GSM technology is simply the technology that you (most probably) and 80% of mobile users use for making calls on their mobile phones. In a way, it is the standard and default wireless protocol used for mobile communication.
GSM started back in 1982 and was then named after the group that devised it, Groupe Spécial Mobile, whence the GSM acronym. The official protocol was launched itself in Finland in 1991. It is now called Global Systems for Mobile communications.
GSM is considered a 2G (second generation) protocol. It works with cells, which is why a GSM network is also called a cellular network, and phones working on GSM are called cell phones. Now what is a cell? A GSM network is split into cells, each one of which covers a small area. Devices (phones) are then located and communicated with through these cells.

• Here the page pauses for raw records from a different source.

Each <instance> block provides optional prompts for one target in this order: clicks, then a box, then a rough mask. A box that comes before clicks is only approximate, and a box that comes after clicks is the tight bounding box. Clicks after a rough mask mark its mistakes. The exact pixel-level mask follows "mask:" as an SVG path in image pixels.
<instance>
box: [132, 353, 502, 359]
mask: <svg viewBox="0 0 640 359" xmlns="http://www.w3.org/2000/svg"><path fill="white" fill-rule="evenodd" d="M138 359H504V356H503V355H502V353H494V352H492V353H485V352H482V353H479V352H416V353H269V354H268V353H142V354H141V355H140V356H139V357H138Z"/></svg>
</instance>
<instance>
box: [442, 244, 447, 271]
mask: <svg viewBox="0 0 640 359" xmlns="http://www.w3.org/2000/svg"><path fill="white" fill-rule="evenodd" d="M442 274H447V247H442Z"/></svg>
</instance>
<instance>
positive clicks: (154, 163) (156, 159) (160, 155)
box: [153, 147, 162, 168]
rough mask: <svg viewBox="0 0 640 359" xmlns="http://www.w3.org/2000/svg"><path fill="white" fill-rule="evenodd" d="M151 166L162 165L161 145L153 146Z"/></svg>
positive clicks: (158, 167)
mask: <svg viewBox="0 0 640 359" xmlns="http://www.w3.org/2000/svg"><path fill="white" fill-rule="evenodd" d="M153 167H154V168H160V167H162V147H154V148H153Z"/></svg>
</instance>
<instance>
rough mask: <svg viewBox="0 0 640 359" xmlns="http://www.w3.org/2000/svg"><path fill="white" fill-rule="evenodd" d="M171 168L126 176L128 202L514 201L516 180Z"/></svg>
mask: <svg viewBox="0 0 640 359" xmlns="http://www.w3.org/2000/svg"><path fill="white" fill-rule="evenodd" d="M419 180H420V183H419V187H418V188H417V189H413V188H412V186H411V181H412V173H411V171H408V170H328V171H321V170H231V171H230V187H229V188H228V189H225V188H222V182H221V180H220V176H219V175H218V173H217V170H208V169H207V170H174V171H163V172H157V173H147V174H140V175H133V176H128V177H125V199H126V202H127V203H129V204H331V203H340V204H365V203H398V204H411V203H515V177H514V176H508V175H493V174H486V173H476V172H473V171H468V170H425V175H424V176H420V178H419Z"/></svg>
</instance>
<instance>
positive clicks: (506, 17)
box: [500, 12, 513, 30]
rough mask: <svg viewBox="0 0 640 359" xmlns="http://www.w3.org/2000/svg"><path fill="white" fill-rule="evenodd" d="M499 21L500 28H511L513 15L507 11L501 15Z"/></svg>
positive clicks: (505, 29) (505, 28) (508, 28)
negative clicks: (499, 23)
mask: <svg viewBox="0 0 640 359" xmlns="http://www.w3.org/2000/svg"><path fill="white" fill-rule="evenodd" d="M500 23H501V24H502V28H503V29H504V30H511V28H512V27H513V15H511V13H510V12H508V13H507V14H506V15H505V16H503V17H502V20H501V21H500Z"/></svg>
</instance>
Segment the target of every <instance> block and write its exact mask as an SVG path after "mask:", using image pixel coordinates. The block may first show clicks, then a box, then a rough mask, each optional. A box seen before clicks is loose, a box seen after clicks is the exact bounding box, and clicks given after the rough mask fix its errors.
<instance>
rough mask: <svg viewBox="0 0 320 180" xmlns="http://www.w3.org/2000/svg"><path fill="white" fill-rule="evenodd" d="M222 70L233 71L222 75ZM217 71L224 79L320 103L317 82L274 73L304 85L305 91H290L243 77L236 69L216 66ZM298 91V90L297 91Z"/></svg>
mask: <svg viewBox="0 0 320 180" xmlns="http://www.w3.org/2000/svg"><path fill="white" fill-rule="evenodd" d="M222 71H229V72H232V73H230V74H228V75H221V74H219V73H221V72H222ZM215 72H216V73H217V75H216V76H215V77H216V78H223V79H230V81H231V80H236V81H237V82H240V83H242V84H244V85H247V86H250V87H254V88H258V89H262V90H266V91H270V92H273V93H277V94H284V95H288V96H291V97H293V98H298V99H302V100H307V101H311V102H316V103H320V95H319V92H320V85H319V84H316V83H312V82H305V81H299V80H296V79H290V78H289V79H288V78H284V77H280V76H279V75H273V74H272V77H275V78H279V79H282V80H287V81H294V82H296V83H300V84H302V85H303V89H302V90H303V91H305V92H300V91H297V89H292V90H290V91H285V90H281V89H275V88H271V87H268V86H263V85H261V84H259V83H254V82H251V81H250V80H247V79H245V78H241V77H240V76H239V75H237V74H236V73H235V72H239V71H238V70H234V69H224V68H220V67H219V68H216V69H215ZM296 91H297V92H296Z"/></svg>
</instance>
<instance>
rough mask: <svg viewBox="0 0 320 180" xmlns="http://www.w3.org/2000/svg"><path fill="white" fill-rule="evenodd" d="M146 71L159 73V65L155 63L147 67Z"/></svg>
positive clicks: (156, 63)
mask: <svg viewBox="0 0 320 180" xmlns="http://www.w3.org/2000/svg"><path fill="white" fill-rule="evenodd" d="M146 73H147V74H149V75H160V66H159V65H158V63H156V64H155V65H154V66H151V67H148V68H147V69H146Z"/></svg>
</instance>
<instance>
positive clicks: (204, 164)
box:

A GSM network consists mainly of connection devices (gateways etc.), repeaters or relays, which people commonly call antennas – these massive metal structures that stand as high towers -, and the mobile phones of users.
The SIM Card
Each mobile phone is connected to a GSM network and identified in it through a SIM (Subscriber Identity Module) card, which is a small card that is inserted inside the mobile phone. Each SIM card is assigned a phone number, hard-coded into it, that is used as unique identification element for the device on the network. This is how your phone rings (and not anyone else’s) when someone dials your mobile phone number.
GSM people have developed a communication system that is a cheap alternative to the somewhat expensive voice communication; it is the Short Messaging System (SMS). This consists of transmitting short text messages between mobile phones using phone numbers for addressing.
GSM and Voice over IP
GSM is not very cheap, but it is widely accepted because it offers mobility in communication. It is even more expensive when it comes to making international calls. But by coupling it with VoIP, that cost can be considerably cut down. With VoIP, you can make an international call and pay only the price of a local call plus some cents only for each minute of communication.